Schulden
Wenn das Erbstück aus der Not hilft

Wer zur Pfandleihe geht, hat oft Angst, gesehen zu werden. Dabei ist selten Armut im Spiel, wenn Goldschmuck gegen Bargeld eingetauscht wird.

24.12.2013 | Stand 16.09.2023, 7:16 Uhr
Erika Neufeld

Im Pfandhaus können Verbraucher unbürokratisch und schnell Wertgegenstände gegen Geld eintauschen. Foto: dpa-Archiv

Der Mann bleibt kurz stehen, schaut etwas unsicher nach rechts und links und presst seine Ledertasche etwas fester an seinen Körper – dann verschwindet er schnell durch den Eingang zum Pfandleihhaus in der Roten-Hahnen-Gasse in Regensburg. Es ist aber nicht so, wie es aussieht. Der Mann steckt weder in der Schuldenklemme noch ist er arm. Er braucht nur Bargeld, um seine Frau mit einem Geschenk zu überraschen.

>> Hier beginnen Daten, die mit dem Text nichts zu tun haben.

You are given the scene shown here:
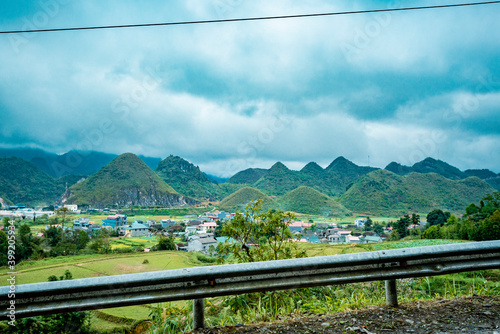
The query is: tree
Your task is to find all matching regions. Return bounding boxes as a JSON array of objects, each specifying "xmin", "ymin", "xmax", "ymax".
[
  {"xmin": 158, "ymin": 235, "xmax": 175, "ymax": 250},
  {"xmin": 364, "ymin": 217, "xmax": 373, "ymax": 231},
  {"xmin": 422, "ymin": 225, "xmax": 443, "ymax": 239},
  {"xmin": 218, "ymin": 200, "xmax": 305, "ymax": 263},
  {"xmin": 393, "ymin": 215, "xmax": 411, "ymax": 238},
  {"xmin": 75, "ymin": 230, "xmax": 90, "ymax": 250},
  {"xmin": 426, "ymin": 209, "xmax": 450, "ymax": 228},
  {"xmin": 465, "ymin": 203, "xmax": 481, "ymax": 216},
  {"xmin": 56, "ymin": 208, "xmax": 70, "ymax": 242},
  {"xmin": 373, "ymin": 223, "xmax": 384, "ymax": 235},
  {"xmin": 411, "ymin": 213, "xmax": 420, "ymax": 226},
  {"xmin": 16, "ymin": 224, "xmax": 39, "ymax": 261},
  {"xmin": 0, "ymin": 230, "xmax": 9, "ymax": 266},
  {"xmin": 389, "ymin": 229, "xmax": 401, "ymax": 241}
]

Weil die aber aufpasst wie ein Luchs, jede kleinste Bewegung auf dem Kontostand bemerkt und ihn dann zur Rechenschaft zieht, muss er auf einem möglichst geheimen Wege an das Geld kommen. Also geht er mit der alten Goldbrosche, einem Erbstück seiner Großmutter, zum Pfandleihhaus und bekommt an ihrer statt ein Sümmchen Bares.

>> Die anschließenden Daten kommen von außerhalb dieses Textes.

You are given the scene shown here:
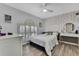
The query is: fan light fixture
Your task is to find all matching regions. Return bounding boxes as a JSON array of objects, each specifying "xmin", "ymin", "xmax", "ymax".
[{"xmin": 43, "ymin": 9, "xmax": 47, "ymax": 13}]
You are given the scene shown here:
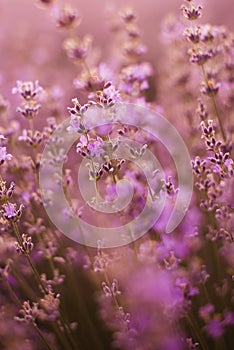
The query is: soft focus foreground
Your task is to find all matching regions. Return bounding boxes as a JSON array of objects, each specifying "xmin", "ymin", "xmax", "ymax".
[{"xmin": 0, "ymin": 0, "xmax": 234, "ymax": 350}]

Erinnerungen wiegen schwerer

„95 Prozent der beliehenen Schmuckstücke werden wieder abgeholt“, erzählt Georg Weigl von der Pfandleihe in Regensburg. Die wenigsten Kunden verkaufen ihren Schmuck oder lassen ihn einschmelzen. Denn oft sind es Erbstücke, an denen nicht nur Wert, sondern vor allem Erinnerungen hängen.

Seit rund dreißig Jahren führen Georg und Andrea Weigl gemeinsam das Geschäft in der Regensburger Altstadt – und das mit Stolz. Denn ihre Pfandleihe zeichnet sich durch eine Besonderheit aus: Es ist eines der ältesten aller 200 Pfandleihhäuser in Deutschland – und das einzige, das schon seit 1650 durchgehend besteht. „Damals war es eine kirchliche und königliche Einrichtung“, erzählt Mitarbeiter Philipp Demeter. Erst 1818 ging das Pfandamt in die Verwaltung der Stadt über, knapp 70 Jahre später zog es dann als „Regensburger Leihanstalt“ in den ehemaligen Salzstadel an der Steinernen Brücke. „Als Ende der 60er Jahre die städtische Pfandleihe geschlossen werden musste, übernahm mein Vater die Leihanstalt“, erzählt Andrea Weigl.

Seitdem sie in privater Hand ist, hat sie sich stetig weiter verändert. Früher wurden die unterschiedlichsten Wertgegenstände beliehen. Gerieten Regensburger in Geldnot, konnten sie Pelze, Ölgemälde, Vasen – und sogar Fahrräder – als Pfand gegen Bargeld eintauschen. „Im Salzstadel war eine gesamte Etage mit Rädern und Pelzen gefüllt“, erinnert sich Weigl. Seit dem Umzug in das Gebäude in der Roten-Hahnen-Gasse, werden nur noch hochwertige Uhren und Goldschmuck beliehen.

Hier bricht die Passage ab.